Thu, Jul 10, 2003 - Page 7 News List

The AIDS war needs action, not promises

REUTERS , MALINDZA, SWAZILAND

The difficulties are compounded by drought, which has left granaries all but bare. The country, middle-income by African standards, now grows less than half its annual required cereal supply and as much as 20 percent of the population requires emergency food aid.

Strategies to handle what amounts to the slow-motion collapse of Swazi society are hard to come by.

UNICEF has launched a program of "neighborhood care points" where vulnerable children -- often AIDS orphans -- can receive rations of a nutritionally-enhanced corn-soy porridge and an hour or two of adult company.

"The older ones are acting as parents for the younger ones, but it is not enough," said Dorothy Nxumalo, who oversees one center in Mlindazwe, which counts some 70 new orphans in a population of 6,000.

More corn-soy porridge would help, as would better medical care -- all of which could be improved with US aid.

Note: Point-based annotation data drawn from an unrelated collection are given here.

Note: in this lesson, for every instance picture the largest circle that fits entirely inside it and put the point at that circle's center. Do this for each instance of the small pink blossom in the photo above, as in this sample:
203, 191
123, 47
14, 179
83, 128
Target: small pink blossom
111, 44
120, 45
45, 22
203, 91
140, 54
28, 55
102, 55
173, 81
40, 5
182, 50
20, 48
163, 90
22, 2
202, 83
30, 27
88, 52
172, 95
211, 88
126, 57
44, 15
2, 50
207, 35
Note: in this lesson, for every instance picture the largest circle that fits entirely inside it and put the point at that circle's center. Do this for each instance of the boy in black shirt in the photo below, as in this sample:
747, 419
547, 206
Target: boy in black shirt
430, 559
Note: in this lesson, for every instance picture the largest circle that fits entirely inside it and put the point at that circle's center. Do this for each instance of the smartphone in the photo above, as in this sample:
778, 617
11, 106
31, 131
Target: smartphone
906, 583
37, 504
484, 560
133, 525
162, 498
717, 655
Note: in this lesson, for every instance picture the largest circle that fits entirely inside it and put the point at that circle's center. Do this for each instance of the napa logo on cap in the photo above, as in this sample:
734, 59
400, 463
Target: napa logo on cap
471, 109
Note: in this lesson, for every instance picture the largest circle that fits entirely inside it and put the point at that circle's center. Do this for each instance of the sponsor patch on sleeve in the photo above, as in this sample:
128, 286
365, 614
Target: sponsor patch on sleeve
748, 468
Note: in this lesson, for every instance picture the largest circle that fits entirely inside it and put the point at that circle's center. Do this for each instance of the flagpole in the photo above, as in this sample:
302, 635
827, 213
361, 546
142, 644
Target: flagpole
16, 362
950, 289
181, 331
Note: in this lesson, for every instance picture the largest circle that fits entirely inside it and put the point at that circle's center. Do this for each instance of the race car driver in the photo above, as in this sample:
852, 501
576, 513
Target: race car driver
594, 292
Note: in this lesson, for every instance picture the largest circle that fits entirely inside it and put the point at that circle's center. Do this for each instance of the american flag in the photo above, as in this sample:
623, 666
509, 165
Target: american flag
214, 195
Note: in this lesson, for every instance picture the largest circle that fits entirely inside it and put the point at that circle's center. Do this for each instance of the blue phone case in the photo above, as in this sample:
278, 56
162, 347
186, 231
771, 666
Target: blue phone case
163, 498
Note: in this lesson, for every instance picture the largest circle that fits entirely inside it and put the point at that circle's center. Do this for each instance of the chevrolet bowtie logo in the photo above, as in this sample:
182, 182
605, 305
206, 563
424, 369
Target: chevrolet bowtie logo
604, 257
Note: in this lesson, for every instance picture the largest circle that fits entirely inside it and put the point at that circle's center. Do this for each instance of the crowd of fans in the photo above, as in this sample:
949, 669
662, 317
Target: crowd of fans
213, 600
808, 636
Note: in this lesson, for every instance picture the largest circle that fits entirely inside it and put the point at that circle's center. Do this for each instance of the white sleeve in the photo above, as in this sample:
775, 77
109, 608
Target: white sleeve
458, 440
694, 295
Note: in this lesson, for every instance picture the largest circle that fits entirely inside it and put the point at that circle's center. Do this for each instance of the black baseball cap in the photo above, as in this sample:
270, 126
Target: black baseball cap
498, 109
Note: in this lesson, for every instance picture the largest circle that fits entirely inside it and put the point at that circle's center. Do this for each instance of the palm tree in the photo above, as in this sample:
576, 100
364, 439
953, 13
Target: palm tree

But activists are concerned that the US legislation has not put any actual dollars in the AIDS pot, and warn that Congress could finally approve an amount that falls far short of expectations.

Bush has asked for about US$2 billion to fund the programme in the first year, about US$1 billion less than the law authorized.

"President Bush may not notice it but he's walking to a continent of mass death where life expectancy is in its 30s and 40s, said Professor Jeffrey Sachs, special adviser to UN Secretary General Kofi Annan on development.

"Millions of people are dying and the US apart from spin has basically done nothing for years," Sachs said.

Christina Bulunga smiles shyly when asked what she thinks should be done.

The children she cares for need education, she says, and above all food -- a tough proposition in a country where fields are parched and farmers are dying.